Un colpo diretto al portafoglio
L'aumento è stato rapido e incisivo. Prima del conflitto, i conducenti pagavano circa 2,98 dollari al gallone. In poche settimane, l'incremento è stato di quasi un dollaro, un aumento che già condiziona la vita quotidiana di molte famiglie.
L'innalzamento dei prezzi dei carburanti è diventato uno degli effetti economici più immediati della guerra, in un contesto in cui il costo della vita stava già esercitando pressione sulle famiglie.
Detrás dell'aumento c'è il rialzo del greggio. Il barile di Brent -riferimento internazionale- ha superato i 102 dollari, quando appena alcune settimane fa si aggirava attorno ai 70. Negli Stati Uniti, anche il greggio è schizzato vicino ai 96 dollari al barile.
Le cause sono molteplici: interruzioni nella catena di approvvigionamento, tagli alla produzione in Medio Oriente e, soprattutto, la paralisi quasi totale del transito di petroliere nello stretto di Hormuz, un punto chiave attraverso il quale passa quasi un quinto del petrolio mondiale.
A questo si aggiungono attacchi alle infrastrutture energetiche e l'incertezza geopolitica, che tiene in sospeso i mercati.
Trump cerca di capitalizzare l'aumento
L'aumento dei prezzi ha attirato l'attenzione sulla Casa Bianca.

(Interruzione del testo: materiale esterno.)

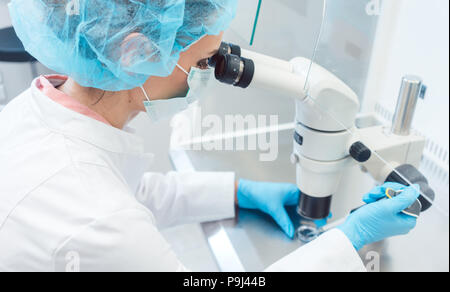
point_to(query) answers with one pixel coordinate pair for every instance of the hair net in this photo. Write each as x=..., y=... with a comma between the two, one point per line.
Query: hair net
x=116, y=44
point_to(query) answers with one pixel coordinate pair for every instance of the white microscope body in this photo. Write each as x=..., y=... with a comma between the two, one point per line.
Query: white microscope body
x=326, y=139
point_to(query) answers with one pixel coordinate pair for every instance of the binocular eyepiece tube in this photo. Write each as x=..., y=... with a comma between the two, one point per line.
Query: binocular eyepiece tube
x=231, y=68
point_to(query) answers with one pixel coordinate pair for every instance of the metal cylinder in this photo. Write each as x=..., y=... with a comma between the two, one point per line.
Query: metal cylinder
x=410, y=91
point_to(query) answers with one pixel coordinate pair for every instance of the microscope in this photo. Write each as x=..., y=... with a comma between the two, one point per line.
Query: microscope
x=329, y=134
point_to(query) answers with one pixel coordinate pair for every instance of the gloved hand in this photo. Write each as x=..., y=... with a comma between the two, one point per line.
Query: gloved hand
x=381, y=219
x=270, y=198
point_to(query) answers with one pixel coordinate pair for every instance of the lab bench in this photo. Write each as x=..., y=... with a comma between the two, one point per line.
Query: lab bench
x=252, y=241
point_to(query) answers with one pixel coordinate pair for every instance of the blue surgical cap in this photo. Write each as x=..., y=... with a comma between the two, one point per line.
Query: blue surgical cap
x=116, y=44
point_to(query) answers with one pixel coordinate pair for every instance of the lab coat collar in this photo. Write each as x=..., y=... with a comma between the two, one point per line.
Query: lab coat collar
x=73, y=124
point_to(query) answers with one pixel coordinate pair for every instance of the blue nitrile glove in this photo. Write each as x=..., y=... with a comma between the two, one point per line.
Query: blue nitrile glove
x=381, y=219
x=270, y=198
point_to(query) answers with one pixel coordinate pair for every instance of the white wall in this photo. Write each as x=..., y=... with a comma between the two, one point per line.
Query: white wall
x=413, y=38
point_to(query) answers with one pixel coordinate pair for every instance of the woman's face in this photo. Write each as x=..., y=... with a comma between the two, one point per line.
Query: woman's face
x=176, y=84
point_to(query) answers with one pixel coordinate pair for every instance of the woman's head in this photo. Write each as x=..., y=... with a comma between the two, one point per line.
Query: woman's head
x=118, y=45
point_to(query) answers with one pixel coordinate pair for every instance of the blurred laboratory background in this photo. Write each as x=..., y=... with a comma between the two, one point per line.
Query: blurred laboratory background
x=369, y=44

Prima del conflitto, il presidente Donald Trump si vantava di mantenere bassi i prezzi dei combustibili. Ora, ha scelto un discorso diverso.
Sulla sua rete sociale, ha affermato che, dato che gli Stati Uniti sono il maggior produttore mondiale, “quando i prezzi del petrolio aumentano, guadagniamo molti soldi”.

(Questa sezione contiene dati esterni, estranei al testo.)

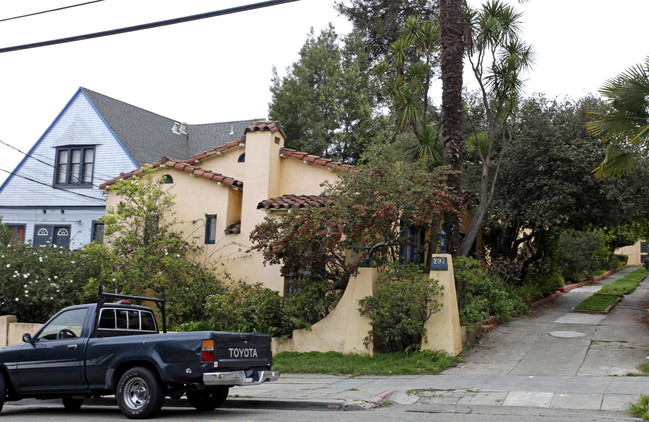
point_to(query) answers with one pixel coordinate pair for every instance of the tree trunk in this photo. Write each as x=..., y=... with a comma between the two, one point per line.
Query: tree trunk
x=452, y=31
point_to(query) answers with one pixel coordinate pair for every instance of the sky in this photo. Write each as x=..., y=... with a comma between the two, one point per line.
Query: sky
x=220, y=69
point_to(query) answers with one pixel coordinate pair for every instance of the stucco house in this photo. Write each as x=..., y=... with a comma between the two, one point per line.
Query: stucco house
x=226, y=191
x=53, y=195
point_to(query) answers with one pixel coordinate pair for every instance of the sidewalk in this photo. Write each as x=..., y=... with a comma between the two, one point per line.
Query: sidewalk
x=551, y=359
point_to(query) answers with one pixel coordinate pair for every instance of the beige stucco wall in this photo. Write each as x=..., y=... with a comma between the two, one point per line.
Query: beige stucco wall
x=265, y=174
x=344, y=329
x=443, y=330
x=634, y=252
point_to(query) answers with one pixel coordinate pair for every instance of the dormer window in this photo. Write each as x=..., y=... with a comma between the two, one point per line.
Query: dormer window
x=74, y=165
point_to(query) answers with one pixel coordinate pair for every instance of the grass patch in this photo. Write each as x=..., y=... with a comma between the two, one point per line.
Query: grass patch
x=597, y=303
x=626, y=284
x=334, y=363
x=610, y=294
x=639, y=408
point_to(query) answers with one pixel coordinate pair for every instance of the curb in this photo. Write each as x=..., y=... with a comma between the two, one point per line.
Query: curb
x=252, y=403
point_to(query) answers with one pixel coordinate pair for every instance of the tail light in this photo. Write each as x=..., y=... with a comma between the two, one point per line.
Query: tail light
x=207, y=351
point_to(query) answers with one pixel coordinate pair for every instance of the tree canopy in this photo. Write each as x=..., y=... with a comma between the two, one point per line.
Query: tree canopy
x=625, y=124
x=326, y=100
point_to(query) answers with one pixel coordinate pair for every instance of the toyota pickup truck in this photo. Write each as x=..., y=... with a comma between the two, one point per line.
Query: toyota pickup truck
x=115, y=348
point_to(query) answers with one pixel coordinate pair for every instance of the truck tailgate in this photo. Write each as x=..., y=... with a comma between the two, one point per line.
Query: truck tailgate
x=241, y=350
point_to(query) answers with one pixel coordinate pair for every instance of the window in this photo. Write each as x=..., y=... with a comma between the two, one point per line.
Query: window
x=126, y=320
x=68, y=324
x=18, y=231
x=74, y=165
x=414, y=245
x=210, y=229
x=97, y=234
x=47, y=235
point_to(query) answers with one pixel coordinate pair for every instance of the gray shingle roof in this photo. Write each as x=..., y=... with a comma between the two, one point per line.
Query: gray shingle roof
x=147, y=136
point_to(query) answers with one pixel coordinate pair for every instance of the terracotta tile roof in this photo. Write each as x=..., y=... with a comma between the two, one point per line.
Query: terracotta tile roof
x=183, y=166
x=313, y=159
x=273, y=126
x=216, y=151
x=293, y=201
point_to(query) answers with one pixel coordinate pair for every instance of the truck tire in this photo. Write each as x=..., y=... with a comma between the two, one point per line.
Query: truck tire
x=209, y=398
x=139, y=393
x=72, y=404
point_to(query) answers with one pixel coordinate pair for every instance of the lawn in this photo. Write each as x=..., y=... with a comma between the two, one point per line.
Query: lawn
x=612, y=293
x=333, y=363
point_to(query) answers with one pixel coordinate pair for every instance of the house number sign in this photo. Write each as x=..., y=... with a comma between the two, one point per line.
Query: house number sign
x=439, y=263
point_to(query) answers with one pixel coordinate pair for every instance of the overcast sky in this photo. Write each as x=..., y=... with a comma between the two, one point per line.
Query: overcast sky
x=219, y=69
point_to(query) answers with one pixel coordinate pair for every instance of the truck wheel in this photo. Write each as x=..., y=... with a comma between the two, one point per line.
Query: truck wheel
x=72, y=404
x=209, y=398
x=139, y=393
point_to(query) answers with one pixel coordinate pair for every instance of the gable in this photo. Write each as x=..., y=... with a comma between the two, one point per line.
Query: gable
x=78, y=124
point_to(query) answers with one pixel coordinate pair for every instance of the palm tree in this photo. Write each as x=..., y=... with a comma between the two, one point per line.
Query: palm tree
x=498, y=59
x=452, y=38
x=625, y=126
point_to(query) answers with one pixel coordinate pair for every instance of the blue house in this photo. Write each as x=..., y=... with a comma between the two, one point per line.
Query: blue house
x=53, y=198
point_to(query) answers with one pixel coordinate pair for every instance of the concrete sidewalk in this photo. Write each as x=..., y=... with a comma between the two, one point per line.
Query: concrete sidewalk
x=553, y=358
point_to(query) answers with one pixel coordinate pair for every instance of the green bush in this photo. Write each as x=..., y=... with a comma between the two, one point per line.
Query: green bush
x=308, y=303
x=37, y=282
x=483, y=296
x=618, y=261
x=249, y=308
x=582, y=253
x=539, y=284
x=403, y=302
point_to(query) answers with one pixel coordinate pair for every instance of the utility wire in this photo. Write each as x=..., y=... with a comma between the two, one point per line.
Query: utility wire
x=45, y=162
x=151, y=25
x=49, y=185
x=50, y=10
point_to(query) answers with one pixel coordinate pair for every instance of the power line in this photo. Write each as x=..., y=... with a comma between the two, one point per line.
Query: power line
x=49, y=185
x=50, y=10
x=151, y=25
x=47, y=163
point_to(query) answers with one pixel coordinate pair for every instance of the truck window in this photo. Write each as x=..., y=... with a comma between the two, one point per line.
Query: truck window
x=122, y=319
x=133, y=320
x=148, y=323
x=107, y=319
x=66, y=325
x=126, y=320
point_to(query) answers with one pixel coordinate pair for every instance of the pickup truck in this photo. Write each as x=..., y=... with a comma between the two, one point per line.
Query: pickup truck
x=114, y=348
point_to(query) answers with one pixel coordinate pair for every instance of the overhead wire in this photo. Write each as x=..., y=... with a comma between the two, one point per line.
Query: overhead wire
x=50, y=10
x=12, y=173
x=26, y=154
x=150, y=25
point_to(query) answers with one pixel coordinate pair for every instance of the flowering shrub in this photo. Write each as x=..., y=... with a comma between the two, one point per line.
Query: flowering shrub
x=37, y=282
x=484, y=295
x=367, y=206
x=404, y=300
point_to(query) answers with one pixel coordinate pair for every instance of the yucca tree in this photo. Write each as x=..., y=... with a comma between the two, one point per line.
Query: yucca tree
x=405, y=77
x=626, y=125
x=498, y=59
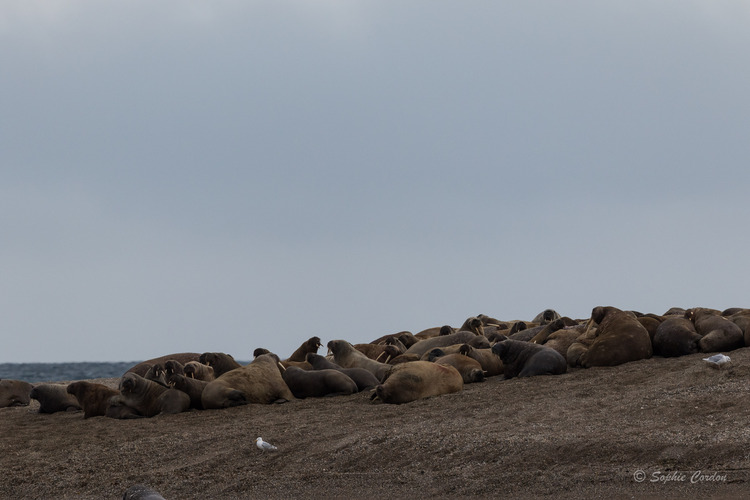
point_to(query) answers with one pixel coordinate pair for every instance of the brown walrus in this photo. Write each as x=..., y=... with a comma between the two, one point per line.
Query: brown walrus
x=416, y=380
x=318, y=383
x=258, y=382
x=183, y=357
x=92, y=397
x=193, y=387
x=219, y=361
x=470, y=369
x=54, y=398
x=525, y=359
x=14, y=393
x=470, y=338
x=197, y=370
x=310, y=345
x=717, y=332
x=620, y=338
x=676, y=336
x=346, y=356
x=149, y=398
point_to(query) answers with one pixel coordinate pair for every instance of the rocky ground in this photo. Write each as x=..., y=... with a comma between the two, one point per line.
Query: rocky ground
x=660, y=428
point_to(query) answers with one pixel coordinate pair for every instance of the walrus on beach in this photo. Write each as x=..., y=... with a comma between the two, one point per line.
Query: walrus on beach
x=141, y=492
x=310, y=345
x=524, y=359
x=620, y=338
x=346, y=356
x=491, y=364
x=193, y=387
x=54, y=398
x=219, y=361
x=546, y=316
x=363, y=378
x=258, y=382
x=470, y=369
x=14, y=393
x=717, y=332
x=676, y=336
x=318, y=383
x=150, y=398
x=92, y=397
x=416, y=380
x=183, y=357
x=197, y=370
x=470, y=338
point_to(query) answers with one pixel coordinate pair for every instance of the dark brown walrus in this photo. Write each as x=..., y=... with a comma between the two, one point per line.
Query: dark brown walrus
x=54, y=398
x=258, y=382
x=620, y=338
x=149, y=398
x=416, y=380
x=318, y=383
x=92, y=397
x=363, y=378
x=14, y=393
x=525, y=359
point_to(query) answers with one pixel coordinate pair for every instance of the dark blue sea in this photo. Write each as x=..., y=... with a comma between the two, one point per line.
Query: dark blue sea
x=56, y=372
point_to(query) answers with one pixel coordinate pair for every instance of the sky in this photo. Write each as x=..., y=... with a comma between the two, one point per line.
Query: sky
x=186, y=176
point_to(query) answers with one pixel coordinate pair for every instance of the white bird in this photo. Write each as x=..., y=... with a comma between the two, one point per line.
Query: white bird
x=717, y=360
x=262, y=445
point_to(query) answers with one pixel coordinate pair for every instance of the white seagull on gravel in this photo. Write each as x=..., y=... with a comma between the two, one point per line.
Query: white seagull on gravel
x=717, y=360
x=264, y=446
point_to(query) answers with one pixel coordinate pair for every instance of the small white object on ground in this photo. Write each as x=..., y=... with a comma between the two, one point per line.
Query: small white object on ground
x=717, y=360
x=265, y=446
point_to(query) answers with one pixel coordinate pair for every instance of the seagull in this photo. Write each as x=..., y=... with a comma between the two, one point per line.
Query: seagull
x=262, y=445
x=717, y=360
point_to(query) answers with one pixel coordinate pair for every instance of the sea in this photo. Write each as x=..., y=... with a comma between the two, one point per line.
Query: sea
x=59, y=372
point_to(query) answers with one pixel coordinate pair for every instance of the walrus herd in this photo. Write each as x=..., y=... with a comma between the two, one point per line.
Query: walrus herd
x=396, y=368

Tuttavia, questo beneficio non arriva direttamente ai consumatori. Gli esperti avvertono che l'impatto immediato ricade sulle famiglie, che devono affrontare l'aumento in un momento di pressione inflazionistica.
Nelle stazioni di servizio, il malessere è evidente. Per i lavoratori del trasporto, il colpo è ancora più duro, poiché l'aumento colpisce sia il loro lavoro che la vita personale, in mezzo a un gasolio che supera già i 5 dollari al gallone.
Noostante ciò, non tutti vedono il panorama in modo negativo. In regioni petrolifere come il Texas, l'aumento del petrolio stimola l'attività economica.
Misure di emergenza con effetto limitato
Di fronte alla crisi, organismi internazionali e lo stesso governo statunitense hanno attivato meccanismi per aumentare l'offerta.
L'Agenzia internazionale dell'energia ha annunciato il rilascio di 400 milioni di barili di riserve, mentre gli Stati Uniti contribuiranno con 172 milioni aggiuntivi.
Washington ha anche temporaneamente allentato le sanzioni sul petrolio russo per alleviare la pressione.
Tuttavia, gli analisti concordano nel dire che queste misure sono solo un sollievo temporaneo. Il mercato del petrolio opera in anticipo e l'impatto sui prezzi al consumo impiega tempo per stabilizzarsi.
Maggiore inflazione e minore consumo
Il rincaro del combustibile non colpisce solo chi guida. Ha un effetto domino su tutta l'economia: trasporti, alimenti, servizi ed energia.
Il professor Francesco D’Acunto, della Università di Georgetown, avverte che questi shock inflazionistici possono paralizzare decisioni chiave delle famiglie.
“Questi scontri… fanno sì che molte famiglie e consumatori rimangano bloccati”, ha spiegato in un'intervista all'agenzia AP.
“Quindi, potenzialmente, anche questo avrà un effetto sull'economia in generale,” aggiunse.
Man mano che le famiglie destinano più soldi alla benzina, riducono altre spese, il che potrebbe frenare la crescita economica se la situazione si protrae.
Il futuro immediato è incerto. Se il conflitto si intensifica o si protrae, i prezzi potrebbero continuare a salire.
Inoltre, fattori stagionali - come il passaggio alla benzina estiva, più costosa da produrre - potrebbero aggiungere ulteriore pressione nelle prossime settimane.
Per ora, l'unica cosa chiara è che la guerra con l'Iran si è già trasferita direttamente nella vita quotidiana di milioni di americani, che affrontano il costo più alto del carburante in quasi due anni e mezzo.